6. Funding For Lending Scheme 

The FLS allowed institutions to borrow money cheaply, which they have done to the tune of over £17.6bn so far. The aim was of course to promote lending, and whilst some sectors have not seen a lot of movement in this direction, our industry has been well supported so far. The appearance of more mortgage offers with better interest rates can be in part laid at the doorstep of FLS.

5. Help to Buy Scheme

This scheme has been the cause of much comment and debate. With the second phase of the scheme having been rolled out, it is possible to purchase a house of up to £600,000 in value and be afforded up to 20 per cent of its value as a government backed loan. This loan is interest free for the first five years, before an initial interest rate of 1.75 per cent is applied. While some have prophesised the creation of a housing bubble due to this policy, recently released information is encouraging. The government has stated that 75 per cent of applications have come from outside of London and the south-east, with an average property price of £163.000. If combined with future action to increase the supply of housing, Help to Buy may end up playing an important part in the recovery of the mortgage sector.

4. House Prices

House prices: fuel for naysayers or the return to a healthy market? All that we can be certain of is that house prices are currently rising at the fastest rate they have done in three years. Nationwide reported an annual increase in prices in October of 5.8 per cent, whereas Halifax was reporting a 6.2 per cent rise. While problems of pricing out first-time buyers can be raised, we also know that house price rises reduce the agonies of negative equity.

3. Equity Release

It’s tempting to say that this is the year that Equity Release products rose phoenix-like from the ashes of the eighties and nineties, as it finally found an appropriate nesting ground as a major tool for mortgage advisers. However, this is not the same bird as we knew before. New, innovative products such as the Hodge Lifetime Retirement Mortage (which is, I should confirm for reasons of full disclosure, serviced by Crown) have expanded the options available to prospective purchasers. We have also seen it receive discussions in the House of Lords and more coverage in the media. While not all have offered encomiums on the subject, the haze of misunderstanding has begun to be replaced with a dawning realisation that, for some, releasing equity is the right decision to make for their needs. Figures coming out of the industry suggest year by year growth in both product take-up and loan value, which Crown as the largest third party servicer of equity release mortgages can attest to.
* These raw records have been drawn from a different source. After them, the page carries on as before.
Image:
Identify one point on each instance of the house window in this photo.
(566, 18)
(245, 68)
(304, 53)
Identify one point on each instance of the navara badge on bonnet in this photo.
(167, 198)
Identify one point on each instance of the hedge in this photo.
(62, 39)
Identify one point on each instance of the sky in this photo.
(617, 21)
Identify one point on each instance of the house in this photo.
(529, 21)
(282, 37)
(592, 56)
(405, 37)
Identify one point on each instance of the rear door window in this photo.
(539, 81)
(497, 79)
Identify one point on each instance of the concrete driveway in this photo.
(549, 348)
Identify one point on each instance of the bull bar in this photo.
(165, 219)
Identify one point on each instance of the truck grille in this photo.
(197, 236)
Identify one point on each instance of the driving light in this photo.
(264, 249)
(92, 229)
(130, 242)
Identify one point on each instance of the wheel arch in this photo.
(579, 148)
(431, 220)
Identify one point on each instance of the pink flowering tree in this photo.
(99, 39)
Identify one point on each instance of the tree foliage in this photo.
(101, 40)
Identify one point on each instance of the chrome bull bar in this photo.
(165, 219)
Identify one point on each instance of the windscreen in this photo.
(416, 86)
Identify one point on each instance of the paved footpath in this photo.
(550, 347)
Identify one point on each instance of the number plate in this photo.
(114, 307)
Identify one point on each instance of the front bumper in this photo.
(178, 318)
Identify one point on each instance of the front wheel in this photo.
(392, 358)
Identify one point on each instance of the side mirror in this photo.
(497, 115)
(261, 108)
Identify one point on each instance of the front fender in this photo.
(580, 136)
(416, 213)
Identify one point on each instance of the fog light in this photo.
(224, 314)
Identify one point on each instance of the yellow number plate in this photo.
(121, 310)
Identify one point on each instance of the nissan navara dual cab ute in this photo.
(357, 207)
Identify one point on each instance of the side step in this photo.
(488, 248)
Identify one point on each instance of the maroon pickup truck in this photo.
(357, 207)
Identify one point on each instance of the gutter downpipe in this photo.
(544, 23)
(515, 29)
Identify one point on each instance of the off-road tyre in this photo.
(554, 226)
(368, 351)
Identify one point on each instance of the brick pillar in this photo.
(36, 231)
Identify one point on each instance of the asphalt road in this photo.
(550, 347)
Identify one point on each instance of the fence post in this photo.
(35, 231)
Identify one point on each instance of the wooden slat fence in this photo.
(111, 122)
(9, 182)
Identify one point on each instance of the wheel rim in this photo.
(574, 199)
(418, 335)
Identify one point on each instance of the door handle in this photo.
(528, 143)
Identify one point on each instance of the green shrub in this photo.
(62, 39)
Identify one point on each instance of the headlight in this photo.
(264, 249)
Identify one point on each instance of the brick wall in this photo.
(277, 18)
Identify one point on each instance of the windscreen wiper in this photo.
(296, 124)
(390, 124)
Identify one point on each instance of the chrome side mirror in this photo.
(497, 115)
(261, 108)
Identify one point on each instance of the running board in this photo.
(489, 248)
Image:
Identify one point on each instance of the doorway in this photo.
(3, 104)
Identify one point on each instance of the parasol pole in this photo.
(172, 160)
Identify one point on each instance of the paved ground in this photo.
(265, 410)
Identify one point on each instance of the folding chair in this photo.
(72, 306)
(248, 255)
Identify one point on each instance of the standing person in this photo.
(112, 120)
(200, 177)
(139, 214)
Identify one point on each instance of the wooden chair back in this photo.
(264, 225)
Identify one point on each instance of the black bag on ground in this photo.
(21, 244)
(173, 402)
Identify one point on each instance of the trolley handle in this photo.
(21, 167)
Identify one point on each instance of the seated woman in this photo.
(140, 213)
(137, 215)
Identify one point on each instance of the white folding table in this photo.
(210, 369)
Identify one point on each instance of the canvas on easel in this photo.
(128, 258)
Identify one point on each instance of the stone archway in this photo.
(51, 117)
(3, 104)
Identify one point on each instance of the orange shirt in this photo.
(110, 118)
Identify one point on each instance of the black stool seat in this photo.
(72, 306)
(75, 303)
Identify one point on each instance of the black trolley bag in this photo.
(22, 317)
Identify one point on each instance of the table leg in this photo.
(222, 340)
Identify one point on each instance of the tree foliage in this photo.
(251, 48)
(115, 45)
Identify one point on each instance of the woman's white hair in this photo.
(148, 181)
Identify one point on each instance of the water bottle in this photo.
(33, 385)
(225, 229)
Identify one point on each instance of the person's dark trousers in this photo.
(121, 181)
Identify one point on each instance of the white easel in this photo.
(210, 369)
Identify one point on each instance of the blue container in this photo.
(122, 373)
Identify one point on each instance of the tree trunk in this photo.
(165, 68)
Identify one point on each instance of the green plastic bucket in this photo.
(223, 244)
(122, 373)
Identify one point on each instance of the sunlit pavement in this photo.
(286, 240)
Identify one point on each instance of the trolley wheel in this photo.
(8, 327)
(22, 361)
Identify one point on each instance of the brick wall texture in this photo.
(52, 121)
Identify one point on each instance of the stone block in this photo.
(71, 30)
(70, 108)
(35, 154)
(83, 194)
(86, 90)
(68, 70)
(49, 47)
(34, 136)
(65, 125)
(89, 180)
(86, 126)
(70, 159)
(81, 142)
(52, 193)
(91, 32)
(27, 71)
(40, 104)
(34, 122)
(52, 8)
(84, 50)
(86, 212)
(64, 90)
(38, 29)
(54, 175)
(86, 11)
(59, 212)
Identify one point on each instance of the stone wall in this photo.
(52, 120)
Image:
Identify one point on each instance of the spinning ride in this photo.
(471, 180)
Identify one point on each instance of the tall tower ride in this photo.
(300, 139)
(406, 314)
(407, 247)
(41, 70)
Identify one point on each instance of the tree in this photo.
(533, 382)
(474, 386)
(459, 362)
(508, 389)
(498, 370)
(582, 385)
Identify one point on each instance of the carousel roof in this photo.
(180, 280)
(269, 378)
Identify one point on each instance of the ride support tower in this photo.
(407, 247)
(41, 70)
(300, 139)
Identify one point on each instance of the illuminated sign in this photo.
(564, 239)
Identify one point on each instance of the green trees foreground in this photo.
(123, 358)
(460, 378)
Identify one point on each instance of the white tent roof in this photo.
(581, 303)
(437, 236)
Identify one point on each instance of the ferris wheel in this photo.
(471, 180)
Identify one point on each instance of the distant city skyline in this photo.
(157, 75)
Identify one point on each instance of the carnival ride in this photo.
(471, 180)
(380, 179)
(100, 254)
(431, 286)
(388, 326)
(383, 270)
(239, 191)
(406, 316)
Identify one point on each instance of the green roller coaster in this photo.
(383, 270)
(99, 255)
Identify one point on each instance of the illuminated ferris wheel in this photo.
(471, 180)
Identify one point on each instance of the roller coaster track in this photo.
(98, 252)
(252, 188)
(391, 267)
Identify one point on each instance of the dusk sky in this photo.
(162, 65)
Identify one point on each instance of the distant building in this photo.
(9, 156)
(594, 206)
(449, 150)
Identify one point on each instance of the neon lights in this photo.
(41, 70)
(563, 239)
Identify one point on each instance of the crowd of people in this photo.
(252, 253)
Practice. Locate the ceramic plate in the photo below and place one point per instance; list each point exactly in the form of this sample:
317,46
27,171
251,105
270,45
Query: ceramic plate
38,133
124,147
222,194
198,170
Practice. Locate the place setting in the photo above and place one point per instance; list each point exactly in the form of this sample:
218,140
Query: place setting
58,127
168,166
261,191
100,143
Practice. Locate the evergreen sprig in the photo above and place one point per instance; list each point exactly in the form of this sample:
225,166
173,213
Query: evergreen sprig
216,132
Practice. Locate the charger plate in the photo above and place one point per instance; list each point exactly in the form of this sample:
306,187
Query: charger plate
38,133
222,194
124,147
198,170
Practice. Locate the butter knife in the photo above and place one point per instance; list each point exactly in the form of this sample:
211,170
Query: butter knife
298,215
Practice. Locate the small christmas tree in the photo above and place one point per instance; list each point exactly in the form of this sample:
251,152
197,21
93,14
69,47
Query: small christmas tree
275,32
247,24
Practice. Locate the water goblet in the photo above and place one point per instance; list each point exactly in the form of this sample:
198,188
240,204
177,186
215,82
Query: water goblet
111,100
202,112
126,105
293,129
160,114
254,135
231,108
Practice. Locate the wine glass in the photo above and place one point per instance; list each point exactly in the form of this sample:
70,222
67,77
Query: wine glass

2. The return of Securitisation

It is fair to say that securitisation has not been a massively popular option with financial institutions in the past few years. However, this has started to change in 2013. After its purchase of Oakwood, Pepper Group has made it clear that, once the right conditions are met, they will be looking at the issuance of mortgage backed securities. Yorkshire Building Society has already launched a £1.2bn securitisation, which it states will be used to fund mortgage lending. As new capital requirements hit lenders, securitisation will look increasingly attractive as a potential funding option.

1. Regulation

Like David Bowie said, it’s all about the Changes as we “turn and face” the ongoing evolution of mortgage regulation in the UK. The FSA is no more and has been replaced by the FCA and the PRA. On top of this, nearly everyone reading this will be enacting changes in preparation for the approaching MMR deadline of April 2014. We can be assured that after these changes are implemented, there will always be further guidelines to consider the next day, and we need to be ready for them.